“Is this the place where you come when your heart hurts?”
Luisa was just 8 years old but she was well aware of the perils of emotional restlessness. She was standing at the door of Paty, our school counselor, a warm, caring grandmother with a PhD in psychology and a special way with children.
No school can do its job of educating youth without seriously taking student well-being into consideration. A heavy heart is rarely compatible with a focused mind. But, how can we reach the whole child? The exquisite complexity of human beings – and the overflowing of young ones at our schools – makes this a difficult task. At the same time, its relevance makes it impossible to dismiss.
Our school is far from perfect and there is still much to be done, but here are some of the things we do to promote happiness, well-being and health in our classrooms.
Create relationships. It seems obvious, but being able to form strong connections with our students is crucial. Only when there is a climate of trust will they be able to open up and let us in if they need help. Every child should have at least one adult at school that is close to him. Some years ago, I learned a strategy to make this happen. When there is a staff meeting at school and all teachers are reunited, write the name of each student in the school in a post-it. Display all post-its in a large wall. Give each teacher a colored felt pen, and ask them to mark their name in the post it of each student that they are particularly close to. Each kid should have at least one mark on her name. If that is not the case, find the children with no marks and make a plan to create the lacking connections. Very large schools could do this if they divide by sections.
Teacher’s well-being is important. Stress is contagious. If a teacher feels anxious, it will be almost impossible to keep a positive classroom environment. Schools are live, organic entities. If there is a problem somewhere, it will eventually hurt the whole system. Sean Bellamy, a UK based teacher and founder of Sands School, is currently working in partnership with The Well Being Project to develop strategies that support teachers’ well being in schools – he believes this to be a pre-requisite for quality teaching and learning. “The programme is still in its early stages” -he says. “And the people at The Well Being Project have been extremely helpful”. Sean’s forward-thinking TEDx talk about risk and the teenage brain is available at TEDx Talks YouTube Channel:
Mindfulness works. Back to our school counselor, Paty. Some years ago she began to have weekly mindfulness sessions with whole groups – especially those with troublesome issues, like bullying. She also works with teachers at our monthly staff meetings. The results have been encouraging. When issues are faced and treated, school climate improves, which decreases stress and improves well-being. The whole system thrives. But not all responsibility falls in the counselor. Teachers – and students need to learn the tools that will help them to self-regulate and de-stress.

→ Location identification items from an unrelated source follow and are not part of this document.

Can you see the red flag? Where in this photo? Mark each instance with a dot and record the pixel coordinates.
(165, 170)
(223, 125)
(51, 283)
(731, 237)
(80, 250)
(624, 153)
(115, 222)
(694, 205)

Create a rich, stimulating and wide learning environment. No school day should be complete without daily exposure to arts and opportunities for physical movement. If possible, spend some time outside the classroom: sunlight is great for improving health – and mood. Exciting lessons from passionate teachers will chase away boredom and inertia, so strive to create fun, engaging experiences – for everyone, including parents!
Happiness and well being can’t happen by decree – they are part of a very personal journey for each one of us. However, the environments we create and the relationships we build will have a definitive impact on the way we experience life. So let’s make the most of it, for us and for our children. They deserve no less.
As part of C.M. Rubin’s Top Global Teacher Bloggers, this is my response to this month’s question: How are you promoting well-being, health and happiness in your classrooms?